Letters to editor 16 January 2009
Favourite Places
One summer my family drove 12 hours to Golden Bay to stay with my parents for 10 days. We fell in love with the place and four weeks later returned here to live. Now, 28 years later, I have the privilege of welcoming other visitors to our bay.
Now, thanks to the skill (and endurance) of 11 very talented local fabric artists and after months of creativity inspired and encouraged by Liza Eastman, our environment here at the i SITE is enhanced even further. We now have another beautiful quilt, entitled Favourite Places to share with thousands of people. Darryl, too, played his part coming in from Collingwood on New Year's Eve to install it, ably assisted by Pauline. Now, only days later, it has already been admired and photographed by people from literally all around the world.
What a great place we live in. Happy New Year everyone.
Elizabeth Dransfield, Golden Bay i SITE
Important date for the public
Happy New Year to all. What great weather we have had in Golden Bay for our holidaymakers and visitors.
A most important date to mark on your calender is 28 January. There will be two public consultation meetings on that day to provide the public of Golden Bay with the opportunity to ask questions in regard to the proposed central business area proposal for a reticulated fire-fighting water system for the Takaka central business district. The first meeting is at 2pm giving residents the opportunity to ask questions. The second meeting is at 7pm where the formal presentation will be given. Both meetings are at the Takaka fire station and all members of the working party will be present.

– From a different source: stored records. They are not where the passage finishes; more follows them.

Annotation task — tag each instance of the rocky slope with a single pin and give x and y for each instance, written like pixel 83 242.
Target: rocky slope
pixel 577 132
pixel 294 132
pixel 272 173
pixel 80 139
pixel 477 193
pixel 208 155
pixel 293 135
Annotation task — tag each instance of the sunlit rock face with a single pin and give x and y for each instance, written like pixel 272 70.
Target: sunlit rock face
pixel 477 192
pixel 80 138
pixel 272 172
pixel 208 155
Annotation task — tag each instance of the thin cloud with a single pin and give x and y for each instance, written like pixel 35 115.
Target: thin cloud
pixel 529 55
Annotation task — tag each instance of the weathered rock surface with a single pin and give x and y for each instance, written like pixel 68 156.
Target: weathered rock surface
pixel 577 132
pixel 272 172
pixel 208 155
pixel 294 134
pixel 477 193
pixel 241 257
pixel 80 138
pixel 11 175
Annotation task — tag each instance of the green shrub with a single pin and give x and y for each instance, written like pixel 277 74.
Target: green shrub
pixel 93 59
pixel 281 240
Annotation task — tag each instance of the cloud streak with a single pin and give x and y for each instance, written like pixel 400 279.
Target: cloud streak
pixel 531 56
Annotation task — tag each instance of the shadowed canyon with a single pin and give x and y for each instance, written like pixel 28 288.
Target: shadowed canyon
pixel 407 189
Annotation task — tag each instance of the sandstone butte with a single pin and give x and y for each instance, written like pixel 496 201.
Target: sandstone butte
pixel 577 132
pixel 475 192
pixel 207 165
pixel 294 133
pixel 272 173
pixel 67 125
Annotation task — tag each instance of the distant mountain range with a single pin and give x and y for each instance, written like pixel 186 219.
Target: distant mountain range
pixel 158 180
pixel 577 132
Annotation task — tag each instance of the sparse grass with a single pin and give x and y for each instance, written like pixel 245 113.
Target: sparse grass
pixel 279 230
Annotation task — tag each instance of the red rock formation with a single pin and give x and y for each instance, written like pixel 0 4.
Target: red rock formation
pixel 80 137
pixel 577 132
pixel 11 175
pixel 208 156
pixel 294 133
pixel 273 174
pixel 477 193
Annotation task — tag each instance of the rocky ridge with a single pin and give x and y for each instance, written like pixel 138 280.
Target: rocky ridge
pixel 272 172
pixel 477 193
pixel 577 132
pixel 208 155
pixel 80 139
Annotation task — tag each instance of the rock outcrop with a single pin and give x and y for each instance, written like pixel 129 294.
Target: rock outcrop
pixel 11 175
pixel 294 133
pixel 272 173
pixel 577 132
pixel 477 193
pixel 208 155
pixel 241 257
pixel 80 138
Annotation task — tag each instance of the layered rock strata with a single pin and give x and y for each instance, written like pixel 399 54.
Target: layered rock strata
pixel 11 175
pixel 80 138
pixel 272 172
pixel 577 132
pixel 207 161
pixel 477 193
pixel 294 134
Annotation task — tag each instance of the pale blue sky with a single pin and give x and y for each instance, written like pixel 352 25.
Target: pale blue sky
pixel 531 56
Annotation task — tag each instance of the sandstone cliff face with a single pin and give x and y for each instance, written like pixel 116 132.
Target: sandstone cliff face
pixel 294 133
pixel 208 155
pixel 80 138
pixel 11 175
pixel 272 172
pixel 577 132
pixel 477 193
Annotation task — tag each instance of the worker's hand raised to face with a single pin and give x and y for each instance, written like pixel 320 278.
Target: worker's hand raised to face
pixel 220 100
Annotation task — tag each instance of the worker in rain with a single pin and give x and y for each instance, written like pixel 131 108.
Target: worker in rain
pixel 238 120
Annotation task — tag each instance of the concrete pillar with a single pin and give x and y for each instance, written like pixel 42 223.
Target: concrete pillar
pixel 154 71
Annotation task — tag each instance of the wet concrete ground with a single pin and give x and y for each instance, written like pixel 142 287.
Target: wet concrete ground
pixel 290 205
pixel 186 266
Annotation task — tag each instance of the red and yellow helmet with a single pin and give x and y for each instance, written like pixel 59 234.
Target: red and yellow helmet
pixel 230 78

Please participate and attend either meeting. It is essential that TDC receives feedback by way of submissions from the Golden Bay community.
Councillor Noel Riley
Wheelbarrow Jamboree
On Sunday 25 January, the folks of Tukurua will host a celebration and thanksgiving for two of the things we most treasure - the wheelbarrow and the beach. From 3pm till 5pm there will be a festive Wheelbarrow Jamboree at Tukurua beach to the seaward side of the motor camp, on the bit of sand that gets wet ie the area below the mean spring high water mark which belongs to us all. Prizes will be awarded for the best-decorated wheelbarrow, the fastest-laden team (junior/senior events ) and unladen sprints. Silly hats, banners and signage are all encouraged. All are welcome to come and join in. This will be a joyous, energetic and above all "respectful" occasion, so please access the beach via Onekaka or Parapara. Please do not bring your dogs. BYO afternoon tea. Cancelled if raining more than a drizzle.
Paul Winspear
Rates
Can I thank Messrs Fitzgibbon and Staite for their responses (GBW 16/1); I agree with virtually everything they are spinning.
QV is a business that makes money by revaluing property for local councils. The local council, in our case the TDC, pays QV with money it takes from us, the rate payers. QV and TDC are legally independent and yet one cannot exist without money from the other - our money.

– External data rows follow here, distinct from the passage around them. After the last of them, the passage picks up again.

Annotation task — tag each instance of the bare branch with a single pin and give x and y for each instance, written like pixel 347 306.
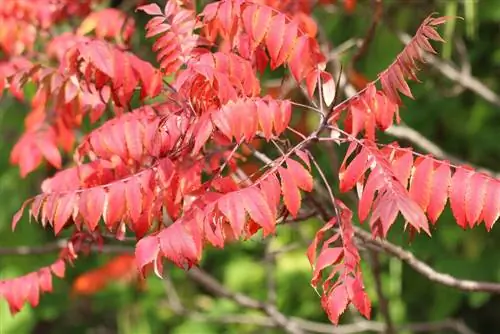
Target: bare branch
pixel 463 78
pixel 423 268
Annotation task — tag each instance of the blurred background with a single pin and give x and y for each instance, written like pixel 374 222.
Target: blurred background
pixel 456 107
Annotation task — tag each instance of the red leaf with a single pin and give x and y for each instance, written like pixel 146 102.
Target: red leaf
pixel 291 193
pixel 146 251
pixel 336 303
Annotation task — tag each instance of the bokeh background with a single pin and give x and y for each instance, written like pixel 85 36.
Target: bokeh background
pixel 446 110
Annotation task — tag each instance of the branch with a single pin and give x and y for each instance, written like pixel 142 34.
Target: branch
pixel 461 77
pixel 216 288
pixel 423 268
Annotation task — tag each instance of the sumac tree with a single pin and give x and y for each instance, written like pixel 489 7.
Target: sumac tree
pixel 168 170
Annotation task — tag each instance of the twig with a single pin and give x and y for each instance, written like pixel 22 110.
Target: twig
pixel 462 77
pixel 423 268
pixel 215 287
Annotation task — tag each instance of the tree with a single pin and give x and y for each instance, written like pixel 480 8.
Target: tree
pixel 168 172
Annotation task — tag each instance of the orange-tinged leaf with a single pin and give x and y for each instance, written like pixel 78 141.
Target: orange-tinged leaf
pixel 458 194
pixel 352 174
pixel 421 182
pixel 439 192
pixel 475 198
pixel 301 176
pixel 258 209
pixel 291 193
pixel 491 210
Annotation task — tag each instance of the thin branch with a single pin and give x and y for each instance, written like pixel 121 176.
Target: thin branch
pixel 382 300
pixel 216 288
pixel 423 268
pixel 463 78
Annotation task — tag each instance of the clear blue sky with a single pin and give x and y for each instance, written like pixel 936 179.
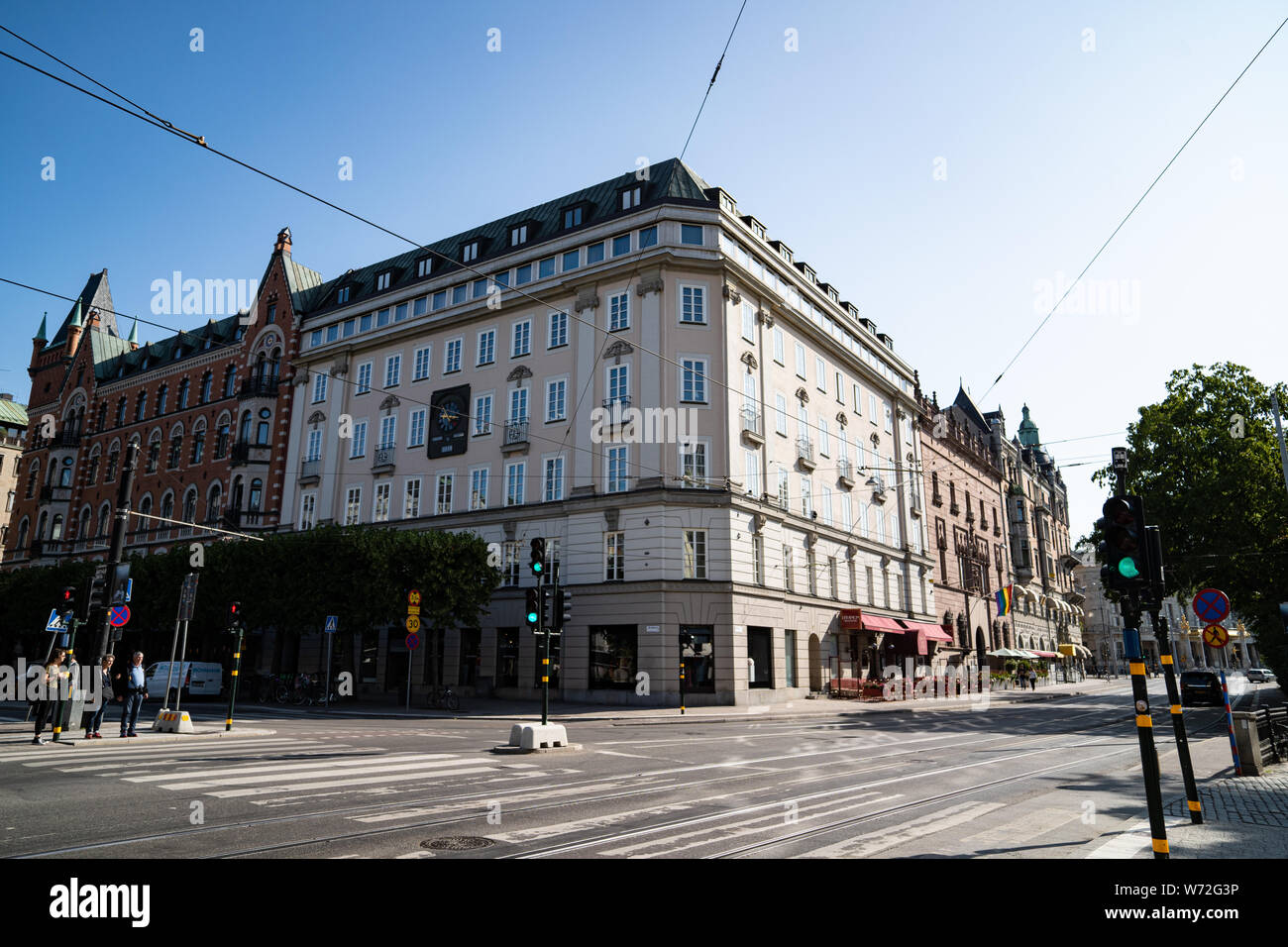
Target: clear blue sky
pixel 832 147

Mr Staite explains that TDC decides how much of our money it wants to spend by preparing a budget of what it wants to do. In TDC's plan for 2007/2008 they budgeted to take $68.7 million of our money; this is called operating income.

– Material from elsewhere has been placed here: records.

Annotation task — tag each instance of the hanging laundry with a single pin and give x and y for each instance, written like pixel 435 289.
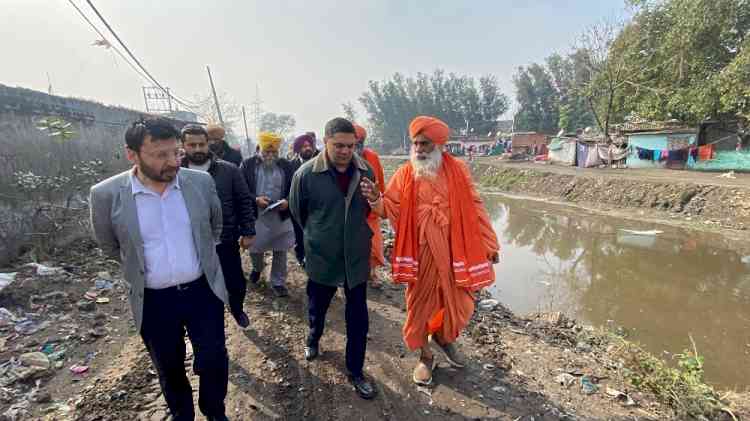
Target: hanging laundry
pixel 706 152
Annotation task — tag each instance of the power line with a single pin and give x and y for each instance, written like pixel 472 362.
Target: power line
pixel 125 59
pixel 135 59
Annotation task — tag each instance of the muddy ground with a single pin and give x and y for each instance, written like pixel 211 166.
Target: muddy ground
pixel 517 363
pixel 514 372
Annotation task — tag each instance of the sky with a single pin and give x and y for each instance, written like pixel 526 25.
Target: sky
pixel 306 57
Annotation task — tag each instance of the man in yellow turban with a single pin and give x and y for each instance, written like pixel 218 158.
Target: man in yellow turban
pixel 269 179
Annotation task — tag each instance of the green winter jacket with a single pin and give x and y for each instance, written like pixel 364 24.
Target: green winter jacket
pixel 337 237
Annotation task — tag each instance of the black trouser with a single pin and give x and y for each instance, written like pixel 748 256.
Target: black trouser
pixel 234 277
pixel 357 320
pixel 299 238
pixel 167 314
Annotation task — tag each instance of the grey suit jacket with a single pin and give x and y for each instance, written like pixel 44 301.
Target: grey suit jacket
pixel 114 221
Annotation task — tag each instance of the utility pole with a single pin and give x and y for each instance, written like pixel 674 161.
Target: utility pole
pixel 247 135
pixel 257 111
pixel 216 99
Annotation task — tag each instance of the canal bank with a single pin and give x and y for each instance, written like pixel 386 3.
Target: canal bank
pixel 644 257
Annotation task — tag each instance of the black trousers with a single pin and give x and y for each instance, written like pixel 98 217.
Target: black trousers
pixel 357 320
pixel 299 237
pixel 234 277
pixel 167 314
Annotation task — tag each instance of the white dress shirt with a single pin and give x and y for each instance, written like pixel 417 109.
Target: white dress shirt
pixel 168 246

The year-end report shows TDC's operating income to be $77.2 million, meaning they took $8.5 million more of our money than budgeted. The difference between the budgeted take and the actual take is equivalent to an extra $500 for every rate-paying household throughout Tasman.
The annual plan is indeed open to public comment and every year I ask if the TDC could tell us where (geographically) they are spending our money and when will they give delegated powers to our community board. TDC simply ignores such requests.
Bruce Collings
User-pays for the general rate?
Re Bruce Collings' letter and Murray Staite's reply (GBW 16/1), I am arguing against my short-term self-interest as a residential ratepayer, given that the increase in farm valuations relative to residential will decrease my proportion of the general rate.
Why should farms' proportion of general rates increase when there has been no increase in services? The important factor missing from the correspondence is that changes in valuations bear no relation to the distribution and use among ratepayers of the facilities covered by the general rate.
The long-term interest of the district is best served by a system in which we each pay our fair share. That is why we have targeted rates, where specific users are identifiable.
A user-pays system is also available to council for the general rate, by use of differential rating for land use. Council could set the proportions of the general rate that the different sectors - business, residential, dairy, sheep, crops - should pay. Then after valuations have been done, council could set a differential rate for each sector to generate each sector's "fair share".